Ghote listened to the confused recital with what patience he could muster. But at last he jumped up from the sofa down on to which his persistent Watson had dragged him.
‘Sir,’ he said, snatching at the first excuse that offered, ‘very regret but I must be proceeding to Sunnyside Cottage once more.’
‘Hah. Gathering evidence, eh? Keeping Pratapgadh and that secret amour of his well to the fore? Good man.’
He shook his head appreciatively.
‘Yes, chaps of your sort never work on mere theories.
Just as I was saying. Hard evidence is what they want -the picture postcard, the wax flowers. Off you go then, Poirot. And be careful not to get those immaculate shoes of yours dirty. Hah.’
Ghote did not wai
t to find out what the last remark meant, but made his escape as fast as he could. Perhaps, he thought, when he came to read Mrs McGinty’s Dead all would be made clear. If, after the trouble Into the Valley of Death had caused him, he had the heart to tackle another detective story.

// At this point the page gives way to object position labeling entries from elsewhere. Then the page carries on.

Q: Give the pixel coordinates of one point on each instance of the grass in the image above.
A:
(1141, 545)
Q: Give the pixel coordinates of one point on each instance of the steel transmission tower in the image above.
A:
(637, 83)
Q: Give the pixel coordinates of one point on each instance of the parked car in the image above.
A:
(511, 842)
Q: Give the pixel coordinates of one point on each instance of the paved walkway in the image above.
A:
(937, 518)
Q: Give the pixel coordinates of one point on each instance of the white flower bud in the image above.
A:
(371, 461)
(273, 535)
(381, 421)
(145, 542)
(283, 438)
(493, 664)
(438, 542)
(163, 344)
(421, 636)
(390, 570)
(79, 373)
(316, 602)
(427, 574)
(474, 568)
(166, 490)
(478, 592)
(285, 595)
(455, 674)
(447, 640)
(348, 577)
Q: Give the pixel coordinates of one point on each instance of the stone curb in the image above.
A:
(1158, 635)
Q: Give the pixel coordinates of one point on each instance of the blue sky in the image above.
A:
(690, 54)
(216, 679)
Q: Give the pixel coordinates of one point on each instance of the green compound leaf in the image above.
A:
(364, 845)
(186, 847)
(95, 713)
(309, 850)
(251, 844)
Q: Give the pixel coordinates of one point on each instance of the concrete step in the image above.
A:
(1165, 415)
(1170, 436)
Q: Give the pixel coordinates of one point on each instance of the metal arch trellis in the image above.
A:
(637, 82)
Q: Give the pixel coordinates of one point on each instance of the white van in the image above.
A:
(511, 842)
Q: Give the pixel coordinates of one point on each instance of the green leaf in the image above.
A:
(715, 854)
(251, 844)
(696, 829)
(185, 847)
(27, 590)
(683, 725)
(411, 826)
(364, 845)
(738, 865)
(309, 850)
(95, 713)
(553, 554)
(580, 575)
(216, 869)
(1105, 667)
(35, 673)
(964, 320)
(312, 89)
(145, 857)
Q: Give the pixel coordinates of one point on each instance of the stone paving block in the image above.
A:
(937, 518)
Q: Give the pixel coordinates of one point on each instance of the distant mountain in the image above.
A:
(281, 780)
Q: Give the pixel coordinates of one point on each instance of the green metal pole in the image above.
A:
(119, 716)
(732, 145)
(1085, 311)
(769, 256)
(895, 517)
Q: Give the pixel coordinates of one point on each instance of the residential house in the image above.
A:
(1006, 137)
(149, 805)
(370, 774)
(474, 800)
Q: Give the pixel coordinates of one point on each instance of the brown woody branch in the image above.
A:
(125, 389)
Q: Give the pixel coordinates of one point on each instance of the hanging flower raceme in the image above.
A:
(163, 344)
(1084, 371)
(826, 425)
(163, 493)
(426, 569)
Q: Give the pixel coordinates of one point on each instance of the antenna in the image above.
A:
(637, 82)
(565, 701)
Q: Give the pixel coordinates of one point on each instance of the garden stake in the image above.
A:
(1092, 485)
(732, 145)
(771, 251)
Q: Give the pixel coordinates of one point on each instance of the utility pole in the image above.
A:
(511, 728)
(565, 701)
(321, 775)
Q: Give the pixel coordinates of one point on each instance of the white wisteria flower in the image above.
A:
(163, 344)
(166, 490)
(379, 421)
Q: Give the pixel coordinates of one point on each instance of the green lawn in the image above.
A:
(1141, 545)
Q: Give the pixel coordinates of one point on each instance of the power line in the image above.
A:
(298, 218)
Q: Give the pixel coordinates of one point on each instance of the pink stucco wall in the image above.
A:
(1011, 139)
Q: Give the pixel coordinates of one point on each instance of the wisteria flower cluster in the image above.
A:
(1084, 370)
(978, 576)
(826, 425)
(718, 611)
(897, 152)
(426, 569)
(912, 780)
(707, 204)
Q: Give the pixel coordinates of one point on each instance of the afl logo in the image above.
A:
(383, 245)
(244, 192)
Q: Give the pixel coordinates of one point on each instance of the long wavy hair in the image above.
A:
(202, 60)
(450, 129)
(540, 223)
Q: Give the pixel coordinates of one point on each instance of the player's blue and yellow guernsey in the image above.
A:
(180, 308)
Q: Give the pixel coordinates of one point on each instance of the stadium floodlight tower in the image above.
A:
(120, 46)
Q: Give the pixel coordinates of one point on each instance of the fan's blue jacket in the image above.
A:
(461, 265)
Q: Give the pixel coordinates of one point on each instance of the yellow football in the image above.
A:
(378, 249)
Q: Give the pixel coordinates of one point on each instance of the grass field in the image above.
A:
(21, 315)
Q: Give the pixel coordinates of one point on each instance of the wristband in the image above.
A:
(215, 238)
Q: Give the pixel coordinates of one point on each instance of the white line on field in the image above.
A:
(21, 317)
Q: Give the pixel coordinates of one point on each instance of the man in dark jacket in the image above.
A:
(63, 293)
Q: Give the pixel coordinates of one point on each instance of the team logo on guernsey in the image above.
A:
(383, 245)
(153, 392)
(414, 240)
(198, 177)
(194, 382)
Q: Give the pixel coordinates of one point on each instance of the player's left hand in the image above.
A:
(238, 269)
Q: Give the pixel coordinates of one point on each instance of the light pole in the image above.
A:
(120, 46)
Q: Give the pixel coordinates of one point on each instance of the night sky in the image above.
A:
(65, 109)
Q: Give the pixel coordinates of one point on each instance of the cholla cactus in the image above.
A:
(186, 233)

Hurrying away from the Club as dusk began to come on, he thought that perhaps after all going out to Sunnyside Cottage again in fact would be no bad thing. If the Maharajah of Pratapgadh was the lover of Sarla Kumar, he might well have been so determined not to let his wife know this that he had simply got rid of blackmailing Pichu with the contempt of a Rajput of old for the merest menial. So it would be really useful to establish firmly that the amorous relationship did exist. And, out at the cottage this time, he would take very good care not to let his watch slacken by one jot. It would be Dr Hans Gross every second of the time, not that easily made invisible Sherlock Holmes.
So best to go out there on foot and not risk the sound of a taxi engine alerting that dreadful auntie.
He looked up at the sky, already fast losing its daylight brightness. He would have to hurry if he was going to get into a good hiding-place before there was any chance of the Maharajah leaping up from his dinner at the Club and into that jeep of his.
But, just as he reached the foot of the avenue leading down from the Club and was peering about to see if he could make out the pillar-still form of the yogi there, something else drew his attention.
It was the old watchman he had seen when first coming with His Excellency from the bus that had brought him to Ooty. The fellow was advancing waveringly to take up his duties for the night, long lathi in military fashion over his shoulder.
And it occurred to Ghote at once that there were questions he ought to ask him. Questions he ought to have looked for the fellow to ask as soon as he had learnt the basic facts of the situation. But, with the watchman appearing only during the hours of darkness, he had not remembered. It was the penalty of being a mere private detective.